Smart Ingest
Smart Ingest is msh's cost-optimization engine. Unlike traditional ELT tools that load everything and then filter it down, msh analyzes your SQL transformations to determine exactly which columns are needed from the source.
How It Works
- Parse: msh parses your
.msh(SQL) files to identifySELECTstatements. - Resolve: It traces these columns back to the source definition.
- Fetch: It instructs the ingestion engine (dlt) to fetch only those specific columns from the API or database.
This drastically reduces:
- Egress costs from APIs.
- Storage costs in your warehouse.
- Compute time for processing.
The SQL Parsing Logic
msh uses a multi-stage compiler to extract column dependencies:
Stage 1: AST Parsing
Your .msh file is parsed into an Abstract Syntax Tree (AST):
-- models/leads.msh
SELECT
email,
status,
UPPER(company_name) as company
FROM source('salesforce', 'Lead')
WHERE status = 'New'
The compiler identifies:
- Selected columns:
email,status,company_name - Filter columns:
status - Source reference:
salesforce.Lead
Stage 2: Column Resolution
msh resolves these columns to the source schema and generates an optimized fetch specification.

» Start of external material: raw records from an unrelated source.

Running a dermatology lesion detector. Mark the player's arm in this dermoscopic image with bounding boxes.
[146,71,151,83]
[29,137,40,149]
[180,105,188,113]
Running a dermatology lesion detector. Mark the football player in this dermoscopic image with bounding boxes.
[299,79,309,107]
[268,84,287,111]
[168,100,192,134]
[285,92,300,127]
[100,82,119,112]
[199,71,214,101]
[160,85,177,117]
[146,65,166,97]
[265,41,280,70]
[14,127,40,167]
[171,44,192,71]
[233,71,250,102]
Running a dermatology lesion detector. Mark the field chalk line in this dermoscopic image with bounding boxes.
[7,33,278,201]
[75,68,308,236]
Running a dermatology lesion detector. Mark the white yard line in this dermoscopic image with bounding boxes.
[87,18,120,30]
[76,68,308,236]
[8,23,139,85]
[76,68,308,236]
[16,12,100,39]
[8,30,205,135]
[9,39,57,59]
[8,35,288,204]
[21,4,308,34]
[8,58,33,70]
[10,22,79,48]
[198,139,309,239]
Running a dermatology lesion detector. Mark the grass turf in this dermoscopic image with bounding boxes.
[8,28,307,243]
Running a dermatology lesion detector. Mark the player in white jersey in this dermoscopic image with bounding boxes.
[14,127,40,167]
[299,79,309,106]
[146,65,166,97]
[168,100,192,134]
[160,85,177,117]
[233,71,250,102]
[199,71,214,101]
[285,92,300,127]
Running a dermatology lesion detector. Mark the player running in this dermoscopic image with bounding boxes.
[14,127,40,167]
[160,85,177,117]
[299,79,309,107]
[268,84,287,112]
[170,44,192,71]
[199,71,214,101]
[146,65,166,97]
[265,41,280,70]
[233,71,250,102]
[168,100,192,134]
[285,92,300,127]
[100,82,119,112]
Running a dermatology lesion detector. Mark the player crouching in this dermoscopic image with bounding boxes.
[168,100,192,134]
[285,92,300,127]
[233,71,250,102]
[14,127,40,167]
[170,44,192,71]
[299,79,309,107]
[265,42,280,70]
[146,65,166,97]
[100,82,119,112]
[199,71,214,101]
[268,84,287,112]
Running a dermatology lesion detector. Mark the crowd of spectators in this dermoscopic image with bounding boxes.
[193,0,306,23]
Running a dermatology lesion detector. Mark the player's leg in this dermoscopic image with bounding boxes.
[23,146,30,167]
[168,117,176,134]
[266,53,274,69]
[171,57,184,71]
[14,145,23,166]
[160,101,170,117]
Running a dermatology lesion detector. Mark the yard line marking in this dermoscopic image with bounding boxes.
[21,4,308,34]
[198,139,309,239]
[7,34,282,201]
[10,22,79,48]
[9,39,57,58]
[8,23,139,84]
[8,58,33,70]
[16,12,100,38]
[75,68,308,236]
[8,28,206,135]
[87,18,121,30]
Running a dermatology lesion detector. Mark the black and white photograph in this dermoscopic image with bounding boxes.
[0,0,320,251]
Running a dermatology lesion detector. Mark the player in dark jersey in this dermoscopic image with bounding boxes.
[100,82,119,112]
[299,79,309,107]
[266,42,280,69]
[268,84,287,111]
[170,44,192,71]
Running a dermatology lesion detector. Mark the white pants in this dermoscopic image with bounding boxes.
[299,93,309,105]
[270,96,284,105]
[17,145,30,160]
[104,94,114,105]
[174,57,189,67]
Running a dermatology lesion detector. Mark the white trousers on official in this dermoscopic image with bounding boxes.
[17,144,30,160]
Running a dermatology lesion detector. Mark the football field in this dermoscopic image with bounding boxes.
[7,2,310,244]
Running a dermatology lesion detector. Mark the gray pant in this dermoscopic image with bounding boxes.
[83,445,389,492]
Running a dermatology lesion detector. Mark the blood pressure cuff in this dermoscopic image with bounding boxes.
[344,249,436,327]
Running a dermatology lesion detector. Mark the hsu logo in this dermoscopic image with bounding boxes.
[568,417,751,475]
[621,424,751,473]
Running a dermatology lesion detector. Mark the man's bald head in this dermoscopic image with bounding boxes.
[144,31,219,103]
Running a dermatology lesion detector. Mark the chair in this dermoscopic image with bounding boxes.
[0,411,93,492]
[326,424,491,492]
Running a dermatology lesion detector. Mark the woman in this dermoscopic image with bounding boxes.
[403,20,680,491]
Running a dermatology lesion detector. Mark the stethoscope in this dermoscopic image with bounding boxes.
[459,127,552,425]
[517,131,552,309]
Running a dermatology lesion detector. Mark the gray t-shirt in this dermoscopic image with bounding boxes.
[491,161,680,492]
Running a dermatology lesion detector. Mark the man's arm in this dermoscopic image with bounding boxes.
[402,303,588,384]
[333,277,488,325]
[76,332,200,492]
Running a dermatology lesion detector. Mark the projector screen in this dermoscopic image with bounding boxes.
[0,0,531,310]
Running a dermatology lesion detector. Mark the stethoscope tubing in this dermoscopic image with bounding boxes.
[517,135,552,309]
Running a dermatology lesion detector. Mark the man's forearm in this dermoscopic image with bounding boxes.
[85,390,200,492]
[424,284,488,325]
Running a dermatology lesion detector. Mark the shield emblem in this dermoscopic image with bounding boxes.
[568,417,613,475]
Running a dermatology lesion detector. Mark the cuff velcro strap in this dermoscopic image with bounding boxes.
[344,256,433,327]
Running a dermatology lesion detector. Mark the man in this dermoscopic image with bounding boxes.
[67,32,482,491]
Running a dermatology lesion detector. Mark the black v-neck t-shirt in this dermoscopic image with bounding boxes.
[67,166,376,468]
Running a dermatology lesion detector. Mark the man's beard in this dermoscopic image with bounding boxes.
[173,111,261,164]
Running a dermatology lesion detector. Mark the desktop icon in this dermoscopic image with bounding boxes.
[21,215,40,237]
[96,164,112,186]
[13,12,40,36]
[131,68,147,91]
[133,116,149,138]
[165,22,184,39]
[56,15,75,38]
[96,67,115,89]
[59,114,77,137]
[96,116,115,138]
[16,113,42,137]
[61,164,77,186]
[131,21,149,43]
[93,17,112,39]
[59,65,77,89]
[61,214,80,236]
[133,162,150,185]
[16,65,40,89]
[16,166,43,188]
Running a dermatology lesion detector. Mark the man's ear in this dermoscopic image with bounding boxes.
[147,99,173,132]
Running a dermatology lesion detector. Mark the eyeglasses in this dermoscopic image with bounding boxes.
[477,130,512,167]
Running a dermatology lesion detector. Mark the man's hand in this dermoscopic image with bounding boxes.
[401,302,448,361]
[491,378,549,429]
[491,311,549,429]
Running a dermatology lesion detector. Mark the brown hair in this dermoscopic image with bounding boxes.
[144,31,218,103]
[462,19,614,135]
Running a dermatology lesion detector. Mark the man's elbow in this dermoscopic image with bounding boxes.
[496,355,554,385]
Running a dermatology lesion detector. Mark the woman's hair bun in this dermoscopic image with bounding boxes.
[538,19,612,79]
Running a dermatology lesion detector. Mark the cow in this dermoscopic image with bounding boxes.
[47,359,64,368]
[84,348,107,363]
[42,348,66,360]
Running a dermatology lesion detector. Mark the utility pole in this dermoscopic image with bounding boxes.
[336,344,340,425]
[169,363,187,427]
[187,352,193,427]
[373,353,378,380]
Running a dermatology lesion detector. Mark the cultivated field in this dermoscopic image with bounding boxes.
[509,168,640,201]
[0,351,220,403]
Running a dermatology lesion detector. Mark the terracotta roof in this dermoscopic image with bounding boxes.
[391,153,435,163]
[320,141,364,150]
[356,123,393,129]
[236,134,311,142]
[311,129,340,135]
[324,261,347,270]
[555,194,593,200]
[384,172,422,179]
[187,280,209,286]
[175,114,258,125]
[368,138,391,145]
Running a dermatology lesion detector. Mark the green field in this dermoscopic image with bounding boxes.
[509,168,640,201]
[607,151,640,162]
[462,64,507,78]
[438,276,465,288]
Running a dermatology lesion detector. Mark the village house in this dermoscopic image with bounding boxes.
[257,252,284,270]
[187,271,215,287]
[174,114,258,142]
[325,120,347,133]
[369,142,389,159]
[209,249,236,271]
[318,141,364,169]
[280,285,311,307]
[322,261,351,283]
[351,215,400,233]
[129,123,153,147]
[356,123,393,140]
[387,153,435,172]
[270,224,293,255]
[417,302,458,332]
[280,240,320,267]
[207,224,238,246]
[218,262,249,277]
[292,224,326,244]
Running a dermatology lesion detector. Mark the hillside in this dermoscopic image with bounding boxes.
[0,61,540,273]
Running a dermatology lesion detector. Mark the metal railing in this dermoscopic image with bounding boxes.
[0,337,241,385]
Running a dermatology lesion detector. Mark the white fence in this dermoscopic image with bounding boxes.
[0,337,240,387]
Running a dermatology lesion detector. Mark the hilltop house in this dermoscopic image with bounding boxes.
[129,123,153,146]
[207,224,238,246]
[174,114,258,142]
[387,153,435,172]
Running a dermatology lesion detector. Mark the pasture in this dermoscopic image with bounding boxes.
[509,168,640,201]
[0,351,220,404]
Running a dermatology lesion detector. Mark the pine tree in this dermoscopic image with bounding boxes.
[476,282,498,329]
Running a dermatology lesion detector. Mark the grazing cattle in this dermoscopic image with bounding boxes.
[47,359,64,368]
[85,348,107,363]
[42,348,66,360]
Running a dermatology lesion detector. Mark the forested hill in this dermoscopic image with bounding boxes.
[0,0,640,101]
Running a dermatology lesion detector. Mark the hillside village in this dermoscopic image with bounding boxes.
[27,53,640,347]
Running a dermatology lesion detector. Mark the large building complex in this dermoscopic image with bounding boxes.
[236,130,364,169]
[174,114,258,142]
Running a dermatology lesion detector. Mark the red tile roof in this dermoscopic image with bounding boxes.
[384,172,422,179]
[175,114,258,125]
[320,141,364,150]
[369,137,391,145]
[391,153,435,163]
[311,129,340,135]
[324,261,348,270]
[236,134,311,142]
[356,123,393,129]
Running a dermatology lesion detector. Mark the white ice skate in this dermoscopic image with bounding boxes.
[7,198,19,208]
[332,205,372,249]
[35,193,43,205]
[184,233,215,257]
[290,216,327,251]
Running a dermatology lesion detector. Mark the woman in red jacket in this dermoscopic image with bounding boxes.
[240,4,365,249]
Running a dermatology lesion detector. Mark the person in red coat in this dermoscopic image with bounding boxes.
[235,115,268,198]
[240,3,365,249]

Stage 3: Optimized Query Generation
For API sources, msh generates a field list:
# Generated dlt configuration
salesforce_resource = salesforce.Lead(
fields=['email', 'status', 'company_name'] # Only 3 of 500+ fields
)
For SQL sources (DB-to-DB), msh generates an optimized SELECT:
-- Instead of: SELECT * FROM legacy_db.leads
-- msh generates:
SELECT
email,
status,
company_name
FROM legacy_db.leads
WHERE status = 'New'
Example: API Source Optimization
Consider a Salesforce Lead object with 500+ columns. You only care about the email and status.
Traditional ELT
Loads all 500 columns into a landing table, then you select 2.
API Request:
GET /services/data/v58.0/query?q=SELECT * FROM Lead
Result: 500 columns × 10,000 rows = 5M data points transferred.
msh Smart Ingest
You write:
-- models/leads.msh
SELECT
email,
status
FROM source('salesforce', 'Lead')
WHERE status = 'New'
Optimized API Request:
GET /services/data/v58.0/query?q=SELECT email, status FROM Lead WHERE status='New'
Result: 2 columns × 10,000 rows = 20K data points transferred.
Smart Ingest happens automatically. You don't need to configure anything—just write your SQL.
Result: 99% reduction in data volume for wide tables.
Example: SQL Source Optimization
For database-to-database replication:
# models/legacy_users.msh
source:
type: dlt
source_name: sql_database
credentials: ${SOURCE_DB}
table: users
sql: |
SELECT
user_id,
email,
created_at
FROM source('sql_database', 'users')
WHERE created_at > CURRENT_DATE - INTERVAL '7 days'
Without Smart Ingest:
-- Full table scan
SELECT * FROM legacy_db.users
With Smart Ingest:
-- Optimized query with column pruning and predicate pushdown
SELECT user_id, email, created_at
FROM legacy_db.users
WHERE created_at > CURRENT_DATE - INTERVAL '7 days'
This reduces both network transfer and source database load.